Polish defense minister Radek Sikorski
"We are especially sensitive when it comes to corridors and when Eastern Europe is treated differently than the West," the Polish defense minister told SPIEGEL ONLINE. "That's reminiscent of Locarno and the Molotov-Ribbentrop Pact. That is 20th century." The non-aggression pact between Nazi Germany and the Stalinist Soviet Union led to the division of Poland between the two powers in 1939.
The defense minister said Chancellor Merkel had offered Poland consultations on the pipeline project. But he said the chancellor had not shown any sign of a willingness to make any changes to the deal with Russia. "To first make a decision and then offer consultations is not our idea of European solidarity," Sikorski said. "We are shocked that Germany would do something that creates a disadvantage for German consumers and which is geopolitically targeted against Polish interests."

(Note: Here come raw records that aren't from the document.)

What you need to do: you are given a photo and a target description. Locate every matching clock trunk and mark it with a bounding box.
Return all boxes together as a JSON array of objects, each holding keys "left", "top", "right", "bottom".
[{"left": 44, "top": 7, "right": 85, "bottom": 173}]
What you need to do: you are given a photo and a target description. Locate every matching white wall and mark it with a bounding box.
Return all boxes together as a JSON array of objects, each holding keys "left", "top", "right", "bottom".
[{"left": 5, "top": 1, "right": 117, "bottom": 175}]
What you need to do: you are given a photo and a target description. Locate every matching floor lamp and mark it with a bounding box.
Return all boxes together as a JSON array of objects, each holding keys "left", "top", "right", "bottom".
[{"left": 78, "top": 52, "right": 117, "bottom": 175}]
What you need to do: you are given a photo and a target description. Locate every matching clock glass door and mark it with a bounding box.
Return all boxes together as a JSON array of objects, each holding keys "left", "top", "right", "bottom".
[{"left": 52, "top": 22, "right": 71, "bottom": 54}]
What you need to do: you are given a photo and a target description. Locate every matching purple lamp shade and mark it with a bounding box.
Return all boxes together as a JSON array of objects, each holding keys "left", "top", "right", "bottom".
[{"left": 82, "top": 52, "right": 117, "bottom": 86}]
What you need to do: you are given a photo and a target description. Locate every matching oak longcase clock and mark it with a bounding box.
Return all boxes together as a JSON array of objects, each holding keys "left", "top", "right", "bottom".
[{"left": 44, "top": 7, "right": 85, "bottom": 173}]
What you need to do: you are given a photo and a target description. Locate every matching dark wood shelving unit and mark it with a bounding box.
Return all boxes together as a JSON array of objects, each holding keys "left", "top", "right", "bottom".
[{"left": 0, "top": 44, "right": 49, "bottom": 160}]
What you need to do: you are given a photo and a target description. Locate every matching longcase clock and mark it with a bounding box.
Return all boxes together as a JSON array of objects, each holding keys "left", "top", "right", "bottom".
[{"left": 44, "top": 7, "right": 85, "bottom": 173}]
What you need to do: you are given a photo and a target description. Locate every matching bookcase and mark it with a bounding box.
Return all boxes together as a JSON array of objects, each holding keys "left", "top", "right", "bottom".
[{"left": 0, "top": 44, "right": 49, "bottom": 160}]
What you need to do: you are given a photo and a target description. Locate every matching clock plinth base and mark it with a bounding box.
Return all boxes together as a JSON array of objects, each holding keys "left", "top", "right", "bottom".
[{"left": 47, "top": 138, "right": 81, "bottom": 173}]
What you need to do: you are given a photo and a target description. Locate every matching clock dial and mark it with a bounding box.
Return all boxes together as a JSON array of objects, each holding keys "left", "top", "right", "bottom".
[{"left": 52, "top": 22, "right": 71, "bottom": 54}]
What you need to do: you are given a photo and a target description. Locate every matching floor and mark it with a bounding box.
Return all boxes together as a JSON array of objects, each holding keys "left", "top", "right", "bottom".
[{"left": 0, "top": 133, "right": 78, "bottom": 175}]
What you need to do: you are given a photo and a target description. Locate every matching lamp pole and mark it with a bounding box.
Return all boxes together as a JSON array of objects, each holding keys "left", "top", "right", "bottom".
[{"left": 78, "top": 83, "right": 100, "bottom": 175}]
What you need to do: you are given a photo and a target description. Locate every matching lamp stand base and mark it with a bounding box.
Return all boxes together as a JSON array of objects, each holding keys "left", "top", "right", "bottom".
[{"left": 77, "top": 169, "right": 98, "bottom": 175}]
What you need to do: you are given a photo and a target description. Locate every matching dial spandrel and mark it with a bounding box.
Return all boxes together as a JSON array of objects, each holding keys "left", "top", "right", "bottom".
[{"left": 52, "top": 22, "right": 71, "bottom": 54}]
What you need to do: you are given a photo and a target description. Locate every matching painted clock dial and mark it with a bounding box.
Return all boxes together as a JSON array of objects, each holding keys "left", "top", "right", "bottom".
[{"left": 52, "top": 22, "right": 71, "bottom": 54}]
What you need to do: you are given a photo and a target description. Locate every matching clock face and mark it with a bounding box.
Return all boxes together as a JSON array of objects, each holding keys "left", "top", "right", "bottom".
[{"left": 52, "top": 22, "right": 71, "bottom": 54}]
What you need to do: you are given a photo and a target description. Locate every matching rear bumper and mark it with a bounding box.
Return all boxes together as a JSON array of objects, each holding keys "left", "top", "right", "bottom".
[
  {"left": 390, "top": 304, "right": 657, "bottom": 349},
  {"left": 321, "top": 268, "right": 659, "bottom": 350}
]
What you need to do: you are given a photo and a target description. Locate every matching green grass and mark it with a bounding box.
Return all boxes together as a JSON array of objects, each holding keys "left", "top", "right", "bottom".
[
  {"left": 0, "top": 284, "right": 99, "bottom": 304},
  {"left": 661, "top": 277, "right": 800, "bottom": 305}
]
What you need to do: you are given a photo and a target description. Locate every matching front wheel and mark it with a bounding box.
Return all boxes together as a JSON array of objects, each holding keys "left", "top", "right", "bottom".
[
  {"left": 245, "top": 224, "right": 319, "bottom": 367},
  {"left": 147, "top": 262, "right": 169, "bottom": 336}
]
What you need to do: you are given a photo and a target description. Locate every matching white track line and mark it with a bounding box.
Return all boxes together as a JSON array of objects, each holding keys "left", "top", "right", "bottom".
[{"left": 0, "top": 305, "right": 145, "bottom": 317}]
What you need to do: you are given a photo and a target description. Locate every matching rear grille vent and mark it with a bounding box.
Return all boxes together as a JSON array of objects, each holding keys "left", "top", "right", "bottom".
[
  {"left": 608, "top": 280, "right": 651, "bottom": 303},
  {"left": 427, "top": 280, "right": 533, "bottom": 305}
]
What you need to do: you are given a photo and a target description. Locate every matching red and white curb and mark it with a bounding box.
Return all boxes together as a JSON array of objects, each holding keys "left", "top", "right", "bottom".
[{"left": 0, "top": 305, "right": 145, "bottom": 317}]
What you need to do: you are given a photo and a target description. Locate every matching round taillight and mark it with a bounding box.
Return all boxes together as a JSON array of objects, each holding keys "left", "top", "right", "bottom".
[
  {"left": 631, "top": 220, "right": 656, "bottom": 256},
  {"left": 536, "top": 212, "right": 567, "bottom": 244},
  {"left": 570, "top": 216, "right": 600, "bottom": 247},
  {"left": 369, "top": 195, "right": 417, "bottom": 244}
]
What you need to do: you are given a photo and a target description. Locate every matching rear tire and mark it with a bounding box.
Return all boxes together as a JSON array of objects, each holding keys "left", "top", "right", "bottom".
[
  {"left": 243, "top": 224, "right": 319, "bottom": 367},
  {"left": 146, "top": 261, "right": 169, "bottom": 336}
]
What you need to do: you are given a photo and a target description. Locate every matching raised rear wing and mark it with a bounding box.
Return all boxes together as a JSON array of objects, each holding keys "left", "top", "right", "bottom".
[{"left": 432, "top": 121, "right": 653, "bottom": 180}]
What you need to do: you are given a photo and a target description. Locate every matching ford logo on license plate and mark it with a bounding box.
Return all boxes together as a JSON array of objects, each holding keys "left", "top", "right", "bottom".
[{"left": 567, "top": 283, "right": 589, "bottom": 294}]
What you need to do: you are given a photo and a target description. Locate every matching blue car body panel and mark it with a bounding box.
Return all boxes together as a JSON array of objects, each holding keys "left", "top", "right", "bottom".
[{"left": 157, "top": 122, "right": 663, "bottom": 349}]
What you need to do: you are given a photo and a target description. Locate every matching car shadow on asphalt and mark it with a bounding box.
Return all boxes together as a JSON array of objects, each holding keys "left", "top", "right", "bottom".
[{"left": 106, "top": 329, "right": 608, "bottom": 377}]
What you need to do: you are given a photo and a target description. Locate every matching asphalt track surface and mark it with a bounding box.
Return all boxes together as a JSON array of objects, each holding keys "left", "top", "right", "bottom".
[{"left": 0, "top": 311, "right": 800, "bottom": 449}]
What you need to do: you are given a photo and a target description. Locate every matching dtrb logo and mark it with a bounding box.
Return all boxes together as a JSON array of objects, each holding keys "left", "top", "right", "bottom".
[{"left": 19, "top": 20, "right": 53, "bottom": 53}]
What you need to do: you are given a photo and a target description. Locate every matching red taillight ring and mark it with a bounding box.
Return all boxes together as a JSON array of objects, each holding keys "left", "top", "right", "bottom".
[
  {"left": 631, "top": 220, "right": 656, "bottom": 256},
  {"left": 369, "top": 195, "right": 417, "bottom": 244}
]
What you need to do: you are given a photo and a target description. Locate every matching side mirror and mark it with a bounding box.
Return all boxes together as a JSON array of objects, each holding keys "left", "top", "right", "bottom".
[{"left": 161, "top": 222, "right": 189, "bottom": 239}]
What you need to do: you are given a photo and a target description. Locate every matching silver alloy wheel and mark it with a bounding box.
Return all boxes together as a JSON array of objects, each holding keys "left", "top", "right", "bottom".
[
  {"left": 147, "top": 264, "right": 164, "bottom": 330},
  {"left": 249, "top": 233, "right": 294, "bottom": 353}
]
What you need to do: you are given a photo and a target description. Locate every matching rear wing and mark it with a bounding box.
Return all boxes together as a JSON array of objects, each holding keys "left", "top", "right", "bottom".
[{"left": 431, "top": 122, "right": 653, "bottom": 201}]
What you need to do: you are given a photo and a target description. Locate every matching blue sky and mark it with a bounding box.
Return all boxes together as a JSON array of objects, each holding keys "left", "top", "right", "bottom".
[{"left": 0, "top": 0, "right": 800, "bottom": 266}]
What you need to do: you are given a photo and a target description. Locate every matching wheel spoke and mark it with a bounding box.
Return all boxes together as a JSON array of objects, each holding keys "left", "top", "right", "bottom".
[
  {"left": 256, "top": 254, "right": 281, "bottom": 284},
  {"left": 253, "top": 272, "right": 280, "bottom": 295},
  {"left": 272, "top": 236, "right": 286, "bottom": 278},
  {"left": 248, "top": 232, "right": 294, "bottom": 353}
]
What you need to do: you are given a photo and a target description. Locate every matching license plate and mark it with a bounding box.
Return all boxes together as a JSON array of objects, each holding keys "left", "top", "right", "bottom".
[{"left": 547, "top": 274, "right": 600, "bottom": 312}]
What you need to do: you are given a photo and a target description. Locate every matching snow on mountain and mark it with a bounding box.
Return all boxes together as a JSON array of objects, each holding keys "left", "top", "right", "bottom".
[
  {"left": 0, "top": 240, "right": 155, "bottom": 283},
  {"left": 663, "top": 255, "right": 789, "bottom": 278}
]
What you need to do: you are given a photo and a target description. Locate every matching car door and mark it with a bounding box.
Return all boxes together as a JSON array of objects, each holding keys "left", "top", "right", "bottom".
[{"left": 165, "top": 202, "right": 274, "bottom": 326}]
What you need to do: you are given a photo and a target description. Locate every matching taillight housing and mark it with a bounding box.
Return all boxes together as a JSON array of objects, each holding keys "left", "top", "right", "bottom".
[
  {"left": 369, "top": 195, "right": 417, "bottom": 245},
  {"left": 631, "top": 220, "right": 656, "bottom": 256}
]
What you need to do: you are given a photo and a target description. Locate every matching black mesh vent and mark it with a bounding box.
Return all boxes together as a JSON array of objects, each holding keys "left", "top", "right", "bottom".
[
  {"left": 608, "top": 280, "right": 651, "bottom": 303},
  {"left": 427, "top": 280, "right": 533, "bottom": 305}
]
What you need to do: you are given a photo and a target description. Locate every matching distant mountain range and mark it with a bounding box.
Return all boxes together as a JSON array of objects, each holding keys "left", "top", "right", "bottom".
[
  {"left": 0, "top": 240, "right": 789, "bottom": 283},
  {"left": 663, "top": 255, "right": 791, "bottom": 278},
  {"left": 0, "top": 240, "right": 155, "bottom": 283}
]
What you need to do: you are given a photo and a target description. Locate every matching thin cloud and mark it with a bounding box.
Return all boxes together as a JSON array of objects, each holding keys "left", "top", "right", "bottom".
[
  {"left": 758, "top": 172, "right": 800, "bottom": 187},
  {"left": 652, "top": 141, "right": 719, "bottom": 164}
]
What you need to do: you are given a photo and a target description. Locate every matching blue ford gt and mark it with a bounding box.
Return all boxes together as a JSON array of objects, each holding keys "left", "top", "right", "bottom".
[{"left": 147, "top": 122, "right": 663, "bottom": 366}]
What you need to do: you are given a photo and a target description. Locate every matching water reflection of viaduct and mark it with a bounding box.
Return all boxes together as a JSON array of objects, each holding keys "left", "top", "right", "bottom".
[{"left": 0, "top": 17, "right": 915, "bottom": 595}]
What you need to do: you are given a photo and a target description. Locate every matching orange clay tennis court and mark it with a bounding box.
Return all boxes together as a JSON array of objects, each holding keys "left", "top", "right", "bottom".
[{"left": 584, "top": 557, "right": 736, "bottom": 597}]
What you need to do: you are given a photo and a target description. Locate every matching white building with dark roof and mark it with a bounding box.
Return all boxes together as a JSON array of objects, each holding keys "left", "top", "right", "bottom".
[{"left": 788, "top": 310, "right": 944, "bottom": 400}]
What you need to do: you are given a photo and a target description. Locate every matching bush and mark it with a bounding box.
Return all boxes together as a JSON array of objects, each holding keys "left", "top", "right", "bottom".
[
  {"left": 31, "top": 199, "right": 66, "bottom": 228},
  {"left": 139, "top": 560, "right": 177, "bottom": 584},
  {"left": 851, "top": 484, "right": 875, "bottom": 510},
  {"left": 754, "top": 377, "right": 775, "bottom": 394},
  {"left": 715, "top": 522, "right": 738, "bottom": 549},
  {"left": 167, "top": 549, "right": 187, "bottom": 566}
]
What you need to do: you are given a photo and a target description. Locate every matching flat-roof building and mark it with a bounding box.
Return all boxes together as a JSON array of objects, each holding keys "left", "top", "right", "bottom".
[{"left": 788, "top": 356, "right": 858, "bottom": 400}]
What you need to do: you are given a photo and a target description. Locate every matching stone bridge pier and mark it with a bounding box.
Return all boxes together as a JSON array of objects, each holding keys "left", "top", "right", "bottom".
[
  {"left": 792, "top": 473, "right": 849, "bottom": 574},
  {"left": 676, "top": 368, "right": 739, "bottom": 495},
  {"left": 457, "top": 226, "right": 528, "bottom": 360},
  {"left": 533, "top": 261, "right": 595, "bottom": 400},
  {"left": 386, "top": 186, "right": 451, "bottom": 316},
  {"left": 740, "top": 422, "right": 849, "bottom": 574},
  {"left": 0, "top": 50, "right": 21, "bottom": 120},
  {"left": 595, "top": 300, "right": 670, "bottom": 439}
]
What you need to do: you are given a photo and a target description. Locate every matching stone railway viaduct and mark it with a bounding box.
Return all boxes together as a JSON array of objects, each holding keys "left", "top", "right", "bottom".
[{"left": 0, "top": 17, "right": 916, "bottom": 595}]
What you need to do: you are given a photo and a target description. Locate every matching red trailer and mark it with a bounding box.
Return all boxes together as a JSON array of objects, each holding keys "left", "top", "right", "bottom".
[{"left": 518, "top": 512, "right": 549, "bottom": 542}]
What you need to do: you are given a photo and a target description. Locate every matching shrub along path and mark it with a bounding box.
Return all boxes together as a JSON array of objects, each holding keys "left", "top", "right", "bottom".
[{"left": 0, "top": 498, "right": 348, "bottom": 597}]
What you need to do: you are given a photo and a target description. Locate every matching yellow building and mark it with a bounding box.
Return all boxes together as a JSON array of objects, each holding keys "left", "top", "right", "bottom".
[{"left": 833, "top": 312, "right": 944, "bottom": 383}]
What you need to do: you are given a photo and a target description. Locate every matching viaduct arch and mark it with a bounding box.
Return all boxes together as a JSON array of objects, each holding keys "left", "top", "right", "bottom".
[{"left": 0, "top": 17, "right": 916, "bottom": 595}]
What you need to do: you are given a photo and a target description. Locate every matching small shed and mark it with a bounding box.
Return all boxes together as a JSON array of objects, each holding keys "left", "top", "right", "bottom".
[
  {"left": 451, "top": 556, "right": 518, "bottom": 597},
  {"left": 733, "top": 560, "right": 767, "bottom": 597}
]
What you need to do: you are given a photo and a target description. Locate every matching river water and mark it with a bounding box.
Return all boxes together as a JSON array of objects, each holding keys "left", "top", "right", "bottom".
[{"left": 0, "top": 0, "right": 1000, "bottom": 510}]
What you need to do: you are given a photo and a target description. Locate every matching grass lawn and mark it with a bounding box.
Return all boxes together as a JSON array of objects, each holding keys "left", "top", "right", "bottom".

The Baltic Sea pipeline is expected to come at a cost of 6 billion to German consumers, he said, arguing that they wouldn't get anything in return for their money. Instead, the project will come at the expense of Poland's trust in its western neighbor, he argued. Sikorski accused Germany of supporting Russia in its efforts to ensure that Poland and Belarus remain dependent on Moscow for gas supplies.
Last year, then-chancellor Gerhard Schröder and Russian President Vladimir Putin cut a deal to build the pipeline. And after leaving office, Schröder accepted an offer to become the president of the supervisory board of NEGP, the consortium that will build and operate the pipeline.
The pipeline will circumvent the eastern European EU members and deliver natural gas directly from Russia to Germany beneath the Baltic Sea. Russian gas monopoly Gazprom is the leading shareholder in the project, but Germany's multinational BASF and utility company Eon are also partners.